Kevin Musgrow, B.S
Assistant Clinical Research Coordinator
University of North Carolina at Chapel Hill School of Medicine - Chapel Hill, NC
Chapel Hill, North Carolina
Emma Johnson, BS
Assistant Clinical Research Coordinator
The University of North Carolina at Chapel Hill
Raleigh, North Carolina
Lindsay Stewart, BA
Clinical Research Coordinator
University of North Carolina at Chapel Hill
Chapel Hill, North Carolina
We evaluated the effect of a multicomponent pain recovery intervention to improve perceived overall physical health among older adults with acute MSP in ED or urgent care (UC) settings.
Methods:
We carried out the Brief Educational video plus Telecare To Enhance Recovery from Pain (BETTER from Pain) three-arm randomized controlled trial among southeastern academic EDs and an orthopedic UC from 2020 to 2023. We randomized patients aged ≥50 years presenting with acute MSP and an average pain score ≥4 into one of three arms: 1) usual care, 2) interactive educational pain management video, and 3) full intervention (video, nurse telecare 48-72 hours after acute care visit, and electronic communication to the patient's primary care provider). Exclusion criteria included non-English speakers; patients with pain not related to MSP; and patients with baseline self-reported daily opioid use. Results are presented for our secondary outcome of physical health measured using the Patient-Reported Outcomes Measurement Information System Scale Global Health Physical (GPH) 2a, a self-report of physical health and activity ability. A T-score of 50 represents the general population norm; each 10 points lower represents one standard deviation worse than the general population. We administered the GPH at 1, 3, 6, and 12 months after enrollment. Study arms were compared using generalized estimating equation models controlling for age; access to a primary care provider; and baseline and pre-injury GPH. Secondary analyses included pairwise contrasts.
Results:
Participants (n=330) had a mean age of 64.7 years (SD: 9.1): 68.5% were female, 73.3% were white, and 66.3% had college education. Baseline mean GPH scores were 41.9 (8.4) overall, which was not significantly different across arms, and indicated GPH 0.8 SD worse than the general population. At one year, mean (SD) GPH was 47.78 (8.58) for usual care, 49.16 (8.69) for video only, and 50.08 (7.92) for full intervention, indicating improvement in all 3 arms. The outcome analysis comparing GPH among the three arms across all time points was not significant (p=0.19). At 12 months, mean GPH differences (95% confidence interval (CI)) were 1.5 (95% CI: -0.32, 3.41; p=0.10) between video only and usual care and 1.61 (95% CI: -0.07, 3.29; p=0.06) between full intervention and usual care. In a post-hoc comparison of participants assigned to an intervention (i.e., video or full intervention) versus usual care found that GPH at 12 months was also higher, 1.57 (95% CI: 0.04, 3.11; p=0.04).

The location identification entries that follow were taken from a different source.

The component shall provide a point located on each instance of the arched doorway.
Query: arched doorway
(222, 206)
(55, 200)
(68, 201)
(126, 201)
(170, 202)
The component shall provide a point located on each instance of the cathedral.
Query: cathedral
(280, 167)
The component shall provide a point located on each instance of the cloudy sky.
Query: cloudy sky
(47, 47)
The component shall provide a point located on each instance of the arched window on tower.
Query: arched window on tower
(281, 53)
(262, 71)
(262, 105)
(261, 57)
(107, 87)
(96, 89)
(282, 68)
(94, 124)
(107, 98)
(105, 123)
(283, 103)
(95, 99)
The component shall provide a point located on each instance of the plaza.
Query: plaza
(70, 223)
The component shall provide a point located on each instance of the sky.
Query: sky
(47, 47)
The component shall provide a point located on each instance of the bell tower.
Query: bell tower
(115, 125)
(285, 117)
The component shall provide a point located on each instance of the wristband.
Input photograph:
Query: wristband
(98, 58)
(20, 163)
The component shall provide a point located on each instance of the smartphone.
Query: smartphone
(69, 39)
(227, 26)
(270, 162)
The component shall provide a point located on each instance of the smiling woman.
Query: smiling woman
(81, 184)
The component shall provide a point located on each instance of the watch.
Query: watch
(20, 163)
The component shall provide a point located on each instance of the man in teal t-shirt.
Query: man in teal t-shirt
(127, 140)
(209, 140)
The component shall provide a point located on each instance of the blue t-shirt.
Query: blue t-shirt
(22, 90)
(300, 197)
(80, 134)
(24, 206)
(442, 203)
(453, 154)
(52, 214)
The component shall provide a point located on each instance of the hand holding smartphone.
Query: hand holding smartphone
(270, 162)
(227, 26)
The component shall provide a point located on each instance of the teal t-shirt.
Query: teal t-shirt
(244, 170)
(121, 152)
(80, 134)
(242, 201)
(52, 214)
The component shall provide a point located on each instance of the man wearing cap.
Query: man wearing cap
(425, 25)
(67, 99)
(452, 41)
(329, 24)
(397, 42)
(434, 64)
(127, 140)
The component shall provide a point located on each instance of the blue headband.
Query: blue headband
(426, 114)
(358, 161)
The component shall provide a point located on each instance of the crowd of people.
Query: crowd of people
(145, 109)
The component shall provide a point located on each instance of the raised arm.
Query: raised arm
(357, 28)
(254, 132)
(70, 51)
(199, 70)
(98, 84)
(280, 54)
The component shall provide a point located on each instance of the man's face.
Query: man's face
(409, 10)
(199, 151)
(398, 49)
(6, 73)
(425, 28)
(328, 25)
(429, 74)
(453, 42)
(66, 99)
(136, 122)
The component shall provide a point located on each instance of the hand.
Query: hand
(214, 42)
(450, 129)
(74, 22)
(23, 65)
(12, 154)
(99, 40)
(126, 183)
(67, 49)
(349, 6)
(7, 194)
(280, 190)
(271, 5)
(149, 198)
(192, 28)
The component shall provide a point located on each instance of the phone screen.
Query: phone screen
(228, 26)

Conclusions/Implications for future research and/or clinical care: The trial results did not show an effect on the trial’s secondary outcome of global physical health through 12 months. A post hoc analysis of the pooled effect of either intervention versus usual care suggests better physical health through 12 months. This suggests that a general pain self-management intervention alone may not be sufficient to improve physical health. Further research of ED-based early educational interventions is needed to identify the most important treatment components (or combination of components) that are likely to have an impact on physical health outcomes.